Turquie/Irak/PKK/Etats-Unis : au milieu d’une mascarade
Le PKK est une organisation violente, meurtrière, terroriste et reconnue comme telle par la communauté internationale. Cette organisation s’arme, s’organise et lance des attaques contre la Turquie depuis le Nord irakien. Cette situation n’est acceptable pour aucun pays, en effet imagine t-on les Etats-Unis rester sans réactions face à des attentats sur son sol s’organisant depuis le Mexique, ou pour la France depuis l’Espagne ? Evidement non. La Turquie a donc entrepris des démarches diplomatiques auprès des autorités irakiennes et de l’autorité kurde autonome d’Irak qui, avec les Etats-Unis, contrôle la région qui héberge le PKK. Mais la réponse des intéressés, toujours la même, est négative : « nous ne pouvons rien faire ». Ainsi le 24 octobre dernier le Président irakien Talabani affirmait : « Nous avons dit à de nombreuses reprises qu’il n’y a pas de dirigeants du PKK dans les villes kurdes. Ils vivent dans les monts Kandil avec des milliers de leurs combattants, nous ne pouvons donc pas les arrêter et les remettre à la Turquie » [1].
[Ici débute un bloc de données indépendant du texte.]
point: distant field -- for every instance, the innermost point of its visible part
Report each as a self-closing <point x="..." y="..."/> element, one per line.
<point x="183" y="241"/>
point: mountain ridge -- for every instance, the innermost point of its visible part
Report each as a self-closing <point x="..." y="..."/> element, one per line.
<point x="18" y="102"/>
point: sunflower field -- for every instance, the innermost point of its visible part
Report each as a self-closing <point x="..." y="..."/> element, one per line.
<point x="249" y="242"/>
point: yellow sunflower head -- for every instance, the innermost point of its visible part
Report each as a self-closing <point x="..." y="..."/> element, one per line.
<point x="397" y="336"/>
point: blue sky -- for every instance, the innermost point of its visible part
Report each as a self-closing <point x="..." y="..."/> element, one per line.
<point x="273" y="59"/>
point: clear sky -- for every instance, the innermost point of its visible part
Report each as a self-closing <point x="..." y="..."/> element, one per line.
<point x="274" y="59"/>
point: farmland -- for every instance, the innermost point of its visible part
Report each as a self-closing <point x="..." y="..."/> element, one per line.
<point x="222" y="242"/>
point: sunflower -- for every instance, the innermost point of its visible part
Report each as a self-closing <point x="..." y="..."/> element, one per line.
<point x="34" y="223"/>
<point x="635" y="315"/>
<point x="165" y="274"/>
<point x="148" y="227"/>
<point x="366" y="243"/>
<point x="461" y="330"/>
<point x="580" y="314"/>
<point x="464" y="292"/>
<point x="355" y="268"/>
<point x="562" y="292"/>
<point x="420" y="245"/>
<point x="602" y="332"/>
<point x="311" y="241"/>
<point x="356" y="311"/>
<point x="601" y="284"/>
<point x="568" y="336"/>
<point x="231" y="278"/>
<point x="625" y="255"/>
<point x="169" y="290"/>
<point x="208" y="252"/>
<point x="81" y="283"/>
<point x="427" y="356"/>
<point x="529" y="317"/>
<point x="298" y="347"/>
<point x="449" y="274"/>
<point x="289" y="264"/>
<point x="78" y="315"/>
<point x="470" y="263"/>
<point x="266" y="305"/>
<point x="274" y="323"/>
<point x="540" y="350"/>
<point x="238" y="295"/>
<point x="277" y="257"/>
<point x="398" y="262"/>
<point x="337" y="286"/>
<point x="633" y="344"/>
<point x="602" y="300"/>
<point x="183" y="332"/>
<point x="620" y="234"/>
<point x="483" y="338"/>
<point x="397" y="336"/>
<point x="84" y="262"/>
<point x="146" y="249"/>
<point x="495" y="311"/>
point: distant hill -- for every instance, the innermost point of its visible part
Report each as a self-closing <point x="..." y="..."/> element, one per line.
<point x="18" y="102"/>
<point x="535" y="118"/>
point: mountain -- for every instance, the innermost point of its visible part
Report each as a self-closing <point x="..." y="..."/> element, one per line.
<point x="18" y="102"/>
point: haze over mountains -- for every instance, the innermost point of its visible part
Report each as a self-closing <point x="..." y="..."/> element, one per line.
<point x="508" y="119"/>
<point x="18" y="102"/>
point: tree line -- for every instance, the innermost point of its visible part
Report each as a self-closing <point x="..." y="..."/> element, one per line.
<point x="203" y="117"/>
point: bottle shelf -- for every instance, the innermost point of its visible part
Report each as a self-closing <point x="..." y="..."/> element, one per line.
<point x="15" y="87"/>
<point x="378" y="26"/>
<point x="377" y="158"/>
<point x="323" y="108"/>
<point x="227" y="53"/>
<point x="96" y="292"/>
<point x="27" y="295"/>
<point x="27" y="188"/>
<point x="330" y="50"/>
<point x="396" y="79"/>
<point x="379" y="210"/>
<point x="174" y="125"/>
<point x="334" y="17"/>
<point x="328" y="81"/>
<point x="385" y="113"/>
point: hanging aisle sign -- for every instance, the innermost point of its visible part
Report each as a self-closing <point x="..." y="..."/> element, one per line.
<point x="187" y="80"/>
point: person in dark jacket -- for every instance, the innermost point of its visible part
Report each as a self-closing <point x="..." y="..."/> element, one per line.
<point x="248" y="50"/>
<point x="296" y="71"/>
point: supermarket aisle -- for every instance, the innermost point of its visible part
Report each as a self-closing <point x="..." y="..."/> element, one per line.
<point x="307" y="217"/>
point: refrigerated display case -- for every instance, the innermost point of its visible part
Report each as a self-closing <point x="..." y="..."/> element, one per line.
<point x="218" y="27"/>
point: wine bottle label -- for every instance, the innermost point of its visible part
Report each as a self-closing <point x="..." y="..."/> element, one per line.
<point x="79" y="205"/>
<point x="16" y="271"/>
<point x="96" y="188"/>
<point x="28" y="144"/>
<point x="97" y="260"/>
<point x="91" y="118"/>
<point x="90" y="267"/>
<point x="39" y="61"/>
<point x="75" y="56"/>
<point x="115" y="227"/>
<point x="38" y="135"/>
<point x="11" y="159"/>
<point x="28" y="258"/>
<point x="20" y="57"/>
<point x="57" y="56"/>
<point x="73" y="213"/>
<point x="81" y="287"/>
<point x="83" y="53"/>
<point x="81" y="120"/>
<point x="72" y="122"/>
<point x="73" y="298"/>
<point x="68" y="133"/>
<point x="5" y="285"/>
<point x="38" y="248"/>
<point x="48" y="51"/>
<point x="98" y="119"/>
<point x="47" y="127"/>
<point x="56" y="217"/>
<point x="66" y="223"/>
Donc le PKK avec ses dirigeants sont dans les monts Kandil, inaccessibles à l’autorité kurde irakienne. Mais il faut bien que les terroristes descendent de leurs camps, traversent la bande de terre irakienne qui sépare ces camps de la frontière turque, et une fois l’attentat commis en Turquie, reviennent en Irak et rejoignent leurs camps, retraversant le territoire irakien sous contrôle kurde et américain. Ainsi la dernière opération terroriste du PKK le 21 octobre dernier a mobilisé 200 hommes lourdement armés. On a du mal à croire, alors que le moindre mètre carré du territoire irakien est quadrillé par les satellites US et que les soldats kurdes, les Peshmergas, sont légions dans la région, que personne n’ait rien vu, n’ait rien entendu.
Passons. Les Kurdes irakiens ne peuvent donc (ne veulent) rien entreprendre contre le PKK, et ne veulent pas non plus que la Turquie intervienne elle-même contre les camps du PKK en Irak, ce qui revient à dire en substance : « nous, nous ne pouvons rien faire et vous, vous ne devez rien faire ». Ainsi lorsque le Parlement turc a autorisé l’armée à poursuivre les terroristes du PKK en Irak, la levée de bouclier de l’autorité kurde irakienne fut instantanée : « si la Turquie intervient en Irak, nous nous défendrons » [2]. Etrange déclaration des autorités kurdes qui prennent sur eux les pressions turques contre le PKK. Etrange mais non dénuée de sens, en effet le sentiment nationaliste est fort chez les Kurdes d’Irak, ce qui pousse leurs dirigeants à jouer la solidarité kurde – même s’il s’agit pour le cas d’une solidarité avec des terroristes.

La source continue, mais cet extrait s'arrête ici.